This article focuses on how to avoid getting into bad relationships by identifying early signs of problems when you are getting to know the person you are dating.

What are ‘red flags’ in the dating process?

One of the most common questions clients ask me in counseling is, “How do I avoid getting into bad relationships?” My go-to answer to this question is, “Heed your red flags.”

What are these ‘red flags’ which you need to heed? They are signals you receive early on in a developing relationship which indicate that something may not be right with this person or with the relationship which you are embarking on with them. When clients tell me about a relationship which turned out badly, they often tell me that they noticed red flags early on but they didn’t pay attention to them.

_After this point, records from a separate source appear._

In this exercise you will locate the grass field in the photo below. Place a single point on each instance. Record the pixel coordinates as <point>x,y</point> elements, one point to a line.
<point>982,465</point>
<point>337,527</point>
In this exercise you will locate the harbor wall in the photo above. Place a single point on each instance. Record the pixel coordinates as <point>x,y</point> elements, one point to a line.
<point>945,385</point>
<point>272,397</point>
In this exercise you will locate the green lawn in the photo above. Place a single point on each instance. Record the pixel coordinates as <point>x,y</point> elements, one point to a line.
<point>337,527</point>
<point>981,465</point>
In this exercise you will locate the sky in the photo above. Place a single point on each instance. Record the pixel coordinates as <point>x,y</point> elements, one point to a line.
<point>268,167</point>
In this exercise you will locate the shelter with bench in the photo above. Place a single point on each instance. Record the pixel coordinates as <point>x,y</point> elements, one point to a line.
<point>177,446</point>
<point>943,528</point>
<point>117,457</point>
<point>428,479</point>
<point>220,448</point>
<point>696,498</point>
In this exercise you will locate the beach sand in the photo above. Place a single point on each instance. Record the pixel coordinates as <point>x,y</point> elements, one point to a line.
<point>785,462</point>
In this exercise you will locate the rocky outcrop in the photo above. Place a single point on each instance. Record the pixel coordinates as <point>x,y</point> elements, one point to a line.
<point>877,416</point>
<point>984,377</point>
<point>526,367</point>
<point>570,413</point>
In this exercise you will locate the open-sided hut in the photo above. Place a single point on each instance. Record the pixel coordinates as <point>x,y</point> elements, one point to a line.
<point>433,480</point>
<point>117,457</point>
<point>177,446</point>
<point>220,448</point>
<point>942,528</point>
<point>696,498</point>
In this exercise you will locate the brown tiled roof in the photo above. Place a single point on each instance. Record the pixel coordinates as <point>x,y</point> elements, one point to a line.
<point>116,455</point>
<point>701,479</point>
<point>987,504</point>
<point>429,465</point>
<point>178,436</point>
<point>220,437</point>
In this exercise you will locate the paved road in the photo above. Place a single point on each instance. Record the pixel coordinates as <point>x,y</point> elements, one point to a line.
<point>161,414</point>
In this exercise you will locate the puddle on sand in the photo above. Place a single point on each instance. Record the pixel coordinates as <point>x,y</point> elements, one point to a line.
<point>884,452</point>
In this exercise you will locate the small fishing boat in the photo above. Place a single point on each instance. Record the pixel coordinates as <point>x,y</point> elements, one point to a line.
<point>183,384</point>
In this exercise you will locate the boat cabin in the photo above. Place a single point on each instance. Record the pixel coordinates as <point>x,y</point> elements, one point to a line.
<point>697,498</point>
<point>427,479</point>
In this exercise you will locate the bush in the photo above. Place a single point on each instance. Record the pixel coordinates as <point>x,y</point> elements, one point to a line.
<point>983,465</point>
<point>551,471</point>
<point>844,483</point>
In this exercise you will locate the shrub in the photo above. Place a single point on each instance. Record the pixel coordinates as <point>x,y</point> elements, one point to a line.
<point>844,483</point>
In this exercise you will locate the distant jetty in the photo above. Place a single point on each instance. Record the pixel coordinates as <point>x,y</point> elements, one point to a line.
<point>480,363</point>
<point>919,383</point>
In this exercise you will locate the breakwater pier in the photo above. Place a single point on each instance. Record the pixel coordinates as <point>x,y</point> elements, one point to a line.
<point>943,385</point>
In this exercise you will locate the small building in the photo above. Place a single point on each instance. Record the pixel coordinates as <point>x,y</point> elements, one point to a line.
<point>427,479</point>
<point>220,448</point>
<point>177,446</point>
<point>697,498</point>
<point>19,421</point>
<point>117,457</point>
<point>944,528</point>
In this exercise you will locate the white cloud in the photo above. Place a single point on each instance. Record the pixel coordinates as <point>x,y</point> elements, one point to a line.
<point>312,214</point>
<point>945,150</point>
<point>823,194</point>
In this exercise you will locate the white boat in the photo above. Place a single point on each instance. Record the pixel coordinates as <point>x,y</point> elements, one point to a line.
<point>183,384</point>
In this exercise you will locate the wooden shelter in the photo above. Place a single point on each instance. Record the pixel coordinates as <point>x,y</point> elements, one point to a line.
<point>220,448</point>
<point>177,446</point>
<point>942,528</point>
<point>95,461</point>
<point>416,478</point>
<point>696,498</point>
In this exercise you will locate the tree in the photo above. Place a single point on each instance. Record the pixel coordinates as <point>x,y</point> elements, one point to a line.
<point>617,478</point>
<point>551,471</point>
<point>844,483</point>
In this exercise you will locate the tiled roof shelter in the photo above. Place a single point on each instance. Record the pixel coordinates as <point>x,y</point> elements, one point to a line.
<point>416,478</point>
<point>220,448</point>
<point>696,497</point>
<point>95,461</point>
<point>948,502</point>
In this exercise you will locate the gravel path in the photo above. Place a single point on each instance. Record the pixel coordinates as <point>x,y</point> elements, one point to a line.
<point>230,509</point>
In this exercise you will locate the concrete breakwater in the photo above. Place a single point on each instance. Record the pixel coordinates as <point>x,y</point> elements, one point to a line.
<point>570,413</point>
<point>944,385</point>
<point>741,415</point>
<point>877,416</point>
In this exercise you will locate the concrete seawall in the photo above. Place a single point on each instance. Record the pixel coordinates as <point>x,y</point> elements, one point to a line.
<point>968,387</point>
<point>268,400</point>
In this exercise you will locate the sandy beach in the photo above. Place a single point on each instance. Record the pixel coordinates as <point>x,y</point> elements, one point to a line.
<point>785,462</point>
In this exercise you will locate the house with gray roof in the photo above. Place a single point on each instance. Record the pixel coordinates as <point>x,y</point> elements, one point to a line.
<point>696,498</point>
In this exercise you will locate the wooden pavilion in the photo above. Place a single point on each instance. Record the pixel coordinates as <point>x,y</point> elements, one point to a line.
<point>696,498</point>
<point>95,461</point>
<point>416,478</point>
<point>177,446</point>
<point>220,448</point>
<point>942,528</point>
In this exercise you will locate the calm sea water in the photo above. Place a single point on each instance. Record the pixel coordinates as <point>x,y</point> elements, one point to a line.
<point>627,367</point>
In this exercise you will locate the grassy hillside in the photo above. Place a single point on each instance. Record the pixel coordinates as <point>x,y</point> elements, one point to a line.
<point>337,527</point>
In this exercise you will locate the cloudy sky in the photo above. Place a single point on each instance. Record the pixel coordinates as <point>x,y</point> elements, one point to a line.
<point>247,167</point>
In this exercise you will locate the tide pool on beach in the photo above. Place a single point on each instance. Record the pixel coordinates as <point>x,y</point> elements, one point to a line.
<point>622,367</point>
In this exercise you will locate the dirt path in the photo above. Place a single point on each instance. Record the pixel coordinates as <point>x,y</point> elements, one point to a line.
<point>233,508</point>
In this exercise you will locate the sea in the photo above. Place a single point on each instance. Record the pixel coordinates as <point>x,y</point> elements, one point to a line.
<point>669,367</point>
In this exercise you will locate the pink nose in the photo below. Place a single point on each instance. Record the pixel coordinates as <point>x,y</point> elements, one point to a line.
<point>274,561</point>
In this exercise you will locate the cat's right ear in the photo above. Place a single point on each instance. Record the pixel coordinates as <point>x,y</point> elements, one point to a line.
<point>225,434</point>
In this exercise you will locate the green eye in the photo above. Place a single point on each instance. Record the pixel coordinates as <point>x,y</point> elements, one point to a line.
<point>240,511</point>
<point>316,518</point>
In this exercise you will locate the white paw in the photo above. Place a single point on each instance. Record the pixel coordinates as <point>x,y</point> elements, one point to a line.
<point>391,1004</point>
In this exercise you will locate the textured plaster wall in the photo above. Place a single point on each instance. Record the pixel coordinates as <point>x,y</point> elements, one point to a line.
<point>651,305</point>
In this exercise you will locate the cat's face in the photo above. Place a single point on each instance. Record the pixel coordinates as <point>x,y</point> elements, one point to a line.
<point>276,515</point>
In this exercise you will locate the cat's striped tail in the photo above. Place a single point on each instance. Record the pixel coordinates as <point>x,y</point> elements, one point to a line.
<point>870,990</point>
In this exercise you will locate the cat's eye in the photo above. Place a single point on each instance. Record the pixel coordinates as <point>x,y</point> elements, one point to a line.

How to tell when red flags are present

How do you tell whether a red flag is present in your early interactions with a potential relationship partner? Usually a red flag is indicated by the other person behaving or speaking in a manner which triggers negative feelings in your body and negative thoughts in your mind. For example, imagine being on a date at a restaurant with someone you recently met. You have a great time talking with your date.   The food, the drink and the ambience are terrific. At the end of the meal, you and your date notice a mistake on the cheque. Rather than bringing the error to your server’s attention calmly and assertively, your date berates the server in a fit of anger. Although you are happy that your date took steps to have the mistake corrected, you feel uneasy about the manner in which he did this.

Alternatively, imagine that you are getting to know another potential relationship partner. During this period, you often visit her at her home. Each time you do, you notice that she smells of alcohol when you arrive and she consumes several drinks while you are there. Although you enjoy your time with her, your ‘spidey-sense’ tells you something is bothering you about her drinking.

Why people often disregard red flags

Many people who notice red flags such as these early on in a relationship disregard them. They typically do this by rationalizing that the concerns they have identified are relatively minor and that the person’s many good qualities outweigh the negative ones which they’ve noticed.  After all, no person or relationship is perfect, right? The problem with this rationalizing is that behaviours which prompt you to have immediate and strong negative thoughts and feelings usually point to your having significant problems with this person and the relationship down the road.

What are the costs of ignoring red flags?

Regardless of their good qualities, the negativity you will experience as a result of their red-flag behaviours and characteristics are likely to leave you involved in a relationship which is at best unpleasant and at worst, toxic. And getting out of a toxic relationship in which you have become enmeshed is easier said than done. There are many factors, including your emotional attachment to the person and the relationship, which will make it difficult for you to leave at that point even though you may know at one level that this is the right thing to do.

How to make sure to pay attention to red flags

So what’s the better route to follow? Pay attention to your red flags early on in a developing relationship before you become invested, emotionally and otherwise, in it. If you spot a behaviour or a characteristic of the person which bothers you, check it out before proceeding further in developing the relationship. This analysis will necessarily entail your examining the situation yourself. It is also very helpful to discuss your concerns with one or more people whom you trust such as a close friend or a therapist.

Dr. Patrick Keelan Relationship and Couples Counselling

Why good relationship decisions follow when you heed red flags

Examining your concerns in this manner will allow you to make the best decision about whether to continue to pursue a relationship with the person. Your discussion and analysis may lead you to decide that ending things with them immediately is the right move to make. Or, you may decide to continue to interact with the person but to collect more information to assess whether your concerns are indicative of serious problems on the horizon. You may even decide, perhaps based on the consensus of your confidantes, that what you identified as a red flag is not a reason to be concerned. In that case, you might choose to continue to date the person with no harm having been done by your having checked out the red flag. It is far better to discuss a possible red flag which turns out not to be a real concern than to ignore a red flag which points to a significant problem.

So be on the lookout for red flags when you meet a potential relationship partner and check them out when they occur. Your relationships will almost certainly improve if you adopt this strategy.